IL TACCUINO DI NUCCIO FAVA
Trionfo del “tedeschellum” e voglia crescente di urne in un Paese sfiduciato e a rischio
di Nuccio Fava
 In
una fase angosciosa e a rischio con le frenesie di queste ore, restiamo il Paese
in cui ha sempre troppo pesato un utilizzo superficiale e strumentale della
grande lezione di Machiavelli, ridotto a cinico cantore del potere con ogni
mezzo, e della sua conquista a ogni costo. La stessa banalità con cui è stata
utilizzata l’espressione “il fine giustifica i mezzi” è anche oggi ben presente
nella sarabanda ininterrotta di incontri e trattative. Non è, però, questa la
sede per riscoprire il pensiero autentico del grande Machiavelli, anche se
diviene, forse, inevitabile evocarne l’uso distorto e strumentale che continua
a imperare. Mentre, appunto, protagonisti principali della scena restano l’ex
premier, l’ex cavaliere e l’ex comico.
Non
viviamo certo una stagione esaltante, con lo scenario internazionale dominato
dalle sparate di Trump e mentre l’Europa è alle prese con una crisi senza
precedenti e con problematiche speranze affidate alla cancelliera tedesca e al
nuovo giovane presidente Macron, che sono di sicuro un argine possibile ai
populismi e a un nuovo ruolo dell’Unione europea. Anche se l’Italia dell’instabilità
e della crisi economica sociale non riesce a comprendere, adeguatamente, la
gravità della situazione e gioca, pericolosamente, alla roulette delle urne
anticipate e alla riduzione di Gentiloni a mero governo balneare. Elementi
tutti che ne accrescono rischi e precarietà sul piano finanziario e dei mercati
e non offrono affidabilità e consapevolezza responsabile in Europa.
Rischiamo,
cioè, di restare ancora fanalino di coda in Europa dove l’illusione che basterà
battere i pugni a Bruxelles – per ottenere udienza adeguata o raggiungere
obbiettivi ancora più esigenti – per poter svolgere un ruolo da protagonisti
nel cammino di riforme istituzionali e politiche assolutamente indispensabili
per tentare un ruolo significativo nelle mutate condizioni del mondo. Sta qui
la contraddizione e l’inadeguatezza della frenesia che da tempo percorre i
palazzi romani e l’entusiasmo con cui si corre verso le urne, aggrappandosi all’ultima
ancora di salvezza del “tedeschellum”. Che non è in sé strumento diabolico come
il “porcellum” o “l’italicum”, ma nemmeno l’arca di Noè per la salvezza del Paese.
Tra
l’altro, si arriva a questa soluzione, ormai quasi unanime, con intenti ed
egoismi contrapposti.

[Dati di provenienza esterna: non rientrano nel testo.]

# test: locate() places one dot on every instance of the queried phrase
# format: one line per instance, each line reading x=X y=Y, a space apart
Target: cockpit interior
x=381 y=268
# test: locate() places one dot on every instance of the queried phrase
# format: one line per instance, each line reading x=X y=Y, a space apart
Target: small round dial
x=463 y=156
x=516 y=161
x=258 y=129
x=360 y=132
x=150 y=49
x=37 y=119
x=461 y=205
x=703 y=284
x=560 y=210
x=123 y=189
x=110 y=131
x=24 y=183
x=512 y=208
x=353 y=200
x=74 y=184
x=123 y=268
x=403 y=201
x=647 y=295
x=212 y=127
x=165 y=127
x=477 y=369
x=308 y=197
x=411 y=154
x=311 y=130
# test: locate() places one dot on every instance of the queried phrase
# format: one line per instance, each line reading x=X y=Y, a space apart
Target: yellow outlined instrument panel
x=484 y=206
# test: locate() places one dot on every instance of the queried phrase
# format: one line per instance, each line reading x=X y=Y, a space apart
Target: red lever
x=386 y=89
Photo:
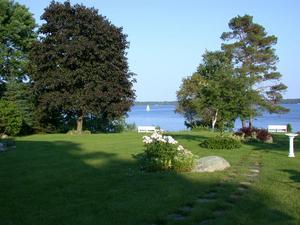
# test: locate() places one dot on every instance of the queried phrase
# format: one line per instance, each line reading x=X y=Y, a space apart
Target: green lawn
x=62 y=179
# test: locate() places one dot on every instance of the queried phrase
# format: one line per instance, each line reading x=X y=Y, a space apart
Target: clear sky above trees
x=168 y=38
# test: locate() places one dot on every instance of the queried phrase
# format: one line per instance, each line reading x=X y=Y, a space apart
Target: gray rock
x=211 y=164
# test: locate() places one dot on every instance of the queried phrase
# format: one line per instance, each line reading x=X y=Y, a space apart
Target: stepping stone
x=211 y=194
x=254 y=170
x=176 y=216
x=219 y=212
x=235 y=196
x=242 y=189
x=245 y=183
x=186 y=209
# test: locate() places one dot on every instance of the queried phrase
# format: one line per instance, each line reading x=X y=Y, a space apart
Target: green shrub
x=289 y=127
x=163 y=153
x=10 y=118
x=221 y=143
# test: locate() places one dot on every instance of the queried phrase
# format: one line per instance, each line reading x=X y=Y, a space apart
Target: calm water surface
x=165 y=117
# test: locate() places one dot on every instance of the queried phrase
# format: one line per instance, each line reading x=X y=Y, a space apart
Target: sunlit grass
x=93 y=179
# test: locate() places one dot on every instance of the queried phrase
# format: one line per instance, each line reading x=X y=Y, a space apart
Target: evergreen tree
x=212 y=93
x=79 y=65
x=253 y=55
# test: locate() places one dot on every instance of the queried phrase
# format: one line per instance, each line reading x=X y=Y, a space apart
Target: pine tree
x=252 y=51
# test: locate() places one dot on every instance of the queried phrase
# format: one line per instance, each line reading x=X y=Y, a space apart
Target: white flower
x=147 y=140
x=170 y=140
x=156 y=135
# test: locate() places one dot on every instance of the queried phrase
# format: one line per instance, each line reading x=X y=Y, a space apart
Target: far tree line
x=238 y=81
x=72 y=73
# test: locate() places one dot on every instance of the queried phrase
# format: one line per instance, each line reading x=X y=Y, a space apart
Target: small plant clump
x=221 y=142
x=289 y=127
x=163 y=153
x=254 y=134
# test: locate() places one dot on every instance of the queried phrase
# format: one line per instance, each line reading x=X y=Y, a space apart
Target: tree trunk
x=79 y=123
x=244 y=124
x=251 y=121
x=214 y=120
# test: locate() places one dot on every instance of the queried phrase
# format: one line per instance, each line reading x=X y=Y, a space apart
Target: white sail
x=148 y=108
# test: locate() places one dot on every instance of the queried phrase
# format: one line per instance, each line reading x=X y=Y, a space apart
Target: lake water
x=165 y=117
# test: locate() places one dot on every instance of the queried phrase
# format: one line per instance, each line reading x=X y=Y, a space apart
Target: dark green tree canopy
x=79 y=64
x=211 y=94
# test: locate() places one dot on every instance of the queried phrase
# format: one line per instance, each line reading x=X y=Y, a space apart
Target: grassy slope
x=60 y=179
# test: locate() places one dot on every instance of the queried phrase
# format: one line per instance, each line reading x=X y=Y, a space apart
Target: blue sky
x=168 y=37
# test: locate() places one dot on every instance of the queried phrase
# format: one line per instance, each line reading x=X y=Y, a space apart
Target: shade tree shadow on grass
x=57 y=182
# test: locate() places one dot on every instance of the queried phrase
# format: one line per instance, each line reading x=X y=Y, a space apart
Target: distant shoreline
x=284 y=101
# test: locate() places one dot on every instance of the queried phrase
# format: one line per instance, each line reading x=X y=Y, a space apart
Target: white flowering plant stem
x=164 y=153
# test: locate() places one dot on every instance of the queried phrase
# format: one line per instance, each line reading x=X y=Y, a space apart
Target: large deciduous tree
x=253 y=54
x=79 y=64
x=211 y=94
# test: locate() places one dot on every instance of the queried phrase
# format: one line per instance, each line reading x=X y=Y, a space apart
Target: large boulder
x=211 y=164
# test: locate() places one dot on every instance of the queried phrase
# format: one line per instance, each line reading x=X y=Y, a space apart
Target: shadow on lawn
x=294 y=175
x=280 y=144
x=59 y=183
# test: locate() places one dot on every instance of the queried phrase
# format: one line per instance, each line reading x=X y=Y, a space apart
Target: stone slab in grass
x=211 y=164
x=176 y=217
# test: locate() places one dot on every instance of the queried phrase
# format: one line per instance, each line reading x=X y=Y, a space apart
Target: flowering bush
x=164 y=153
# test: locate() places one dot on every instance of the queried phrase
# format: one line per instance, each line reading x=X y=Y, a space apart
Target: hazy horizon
x=167 y=38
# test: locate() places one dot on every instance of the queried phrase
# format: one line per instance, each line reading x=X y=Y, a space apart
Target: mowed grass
x=93 y=179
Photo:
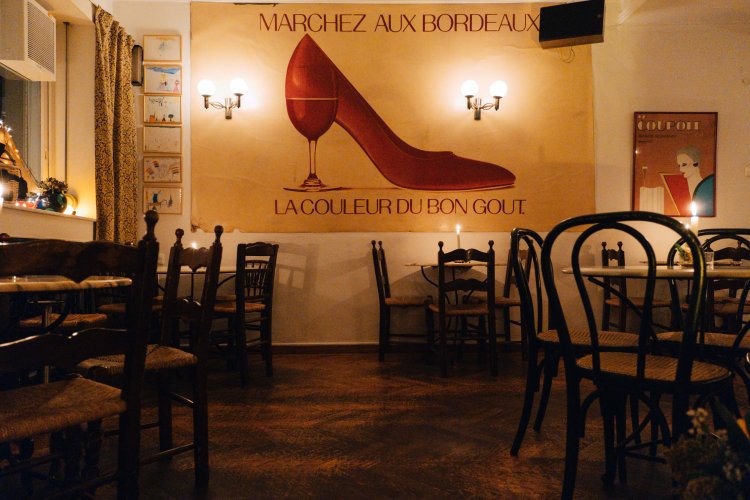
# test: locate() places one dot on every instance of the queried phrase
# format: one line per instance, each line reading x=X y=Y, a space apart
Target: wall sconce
x=470 y=88
x=238 y=87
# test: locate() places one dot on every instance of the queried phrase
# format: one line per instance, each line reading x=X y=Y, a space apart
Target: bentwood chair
x=388 y=302
x=166 y=358
x=250 y=309
x=729 y=345
x=619 y=375
x=525 y=248
x=71 y=408
x=621 y=300
x=458 y=311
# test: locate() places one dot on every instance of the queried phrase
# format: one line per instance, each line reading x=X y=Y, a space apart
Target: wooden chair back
x=197 y=313
x=525 y=248
x=256 y=271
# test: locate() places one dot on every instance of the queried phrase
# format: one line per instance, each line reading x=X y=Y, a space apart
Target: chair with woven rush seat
x=610 y=255
x=388 y=302
x=644 y=374
x=165 y=359
x=525 y=247
x=729 y=345
x=251 y=306
x=65 y=405
x=460 y=311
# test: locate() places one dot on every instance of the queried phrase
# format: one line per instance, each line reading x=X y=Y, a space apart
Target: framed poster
x=162 y=109
x=674 y=163
x=162 y=169
x=162 y=48
x=162 y=79
x=160 y=139
x=163 y=199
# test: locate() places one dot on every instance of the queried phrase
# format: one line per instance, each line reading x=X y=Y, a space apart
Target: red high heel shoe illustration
x=318 y=93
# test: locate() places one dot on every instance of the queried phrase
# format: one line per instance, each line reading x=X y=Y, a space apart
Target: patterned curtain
x=115 y=136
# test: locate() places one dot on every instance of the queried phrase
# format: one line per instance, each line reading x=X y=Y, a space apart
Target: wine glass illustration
x=311 y=104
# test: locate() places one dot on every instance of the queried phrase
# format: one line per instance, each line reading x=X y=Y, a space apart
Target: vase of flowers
x=53 y=191
x=712 y=464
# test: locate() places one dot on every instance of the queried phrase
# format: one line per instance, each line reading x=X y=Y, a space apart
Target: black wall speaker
x=571 y=24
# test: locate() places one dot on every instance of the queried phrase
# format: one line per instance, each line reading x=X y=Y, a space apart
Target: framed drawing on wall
x=162 y=169
x=162 y=79
x=163 y=199
x=162 y=48
x=163 y=109
x=674 y=163
x=160 y=139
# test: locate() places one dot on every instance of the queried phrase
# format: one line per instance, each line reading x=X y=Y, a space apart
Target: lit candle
x=694 y=218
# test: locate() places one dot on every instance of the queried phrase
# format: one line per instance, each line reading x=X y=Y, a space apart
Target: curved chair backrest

Chi per spirito di rivincita alla batosta del referendum
del 4 dicembre scorso, chi per ingigantire il consenso alla sua proposta
populista e di contrapposizione radicale al sistema, chi nell’intento di
ricostruire il ruolo di unico federatore possibile del centro destra, in attesa
di una sentenza da Strasburgo che ne riabiliti dignità e onore. Anche Salvini
si è, alla fine, aggregato alla prospettiva di un possibile “nazareno 2”,
mentre il solo Angelino Alfano con Formigoni resta singolarmente all’opposizione
sventolando la bandiera di contrarietà alle elezioni anticipate, ma anche
perché terrorizzato di non superare il quorum del 5%. Ma i sistemi elettorali
non andrebbero mai utilizzati secondo le convenienze del momento e gli
interessi di parte.
Il
ricorso maldestro al cosiddetto modello tedesco appare, in ogni caso, usato per
contrapposte convenienze e motivazioni differenti a cominciare dalla più
preoccupante, quella di contarsi il prima possibile con un voto anticipato
senza reale rispetto delle prerogative del presidente della Repubblica e dei
gravi mali del Paese. Unica consolazione le imprese dello Sport, con la
straordinaria festa per Francesco Totti e il trionfo delle Ferrari a
Montecarlo. Anche la non retrocessione del Crotone all’ultimo minuto, in una
Calabria devastata dalla ‘ndrangheta. Ma lo Sport non basta, anche se resta
fattore rilevante della vita delle persone e della stessa possibilità di
coesione nazionale. Basta ricordare la vittoria di Bartali in Francia o l’attesa
italica per la finale della Juventus col Real Madrid. Ma non si vive solo di Sport.
Né sono all’orizzonte leader politici e nuova classe dirigente all’altezza
lontanamente accostabile al fascino e al mito di Jonh Kennedy o di Aldo Moro,
dei quali abbiamo commemorato, recentemente, il centenario della nascita.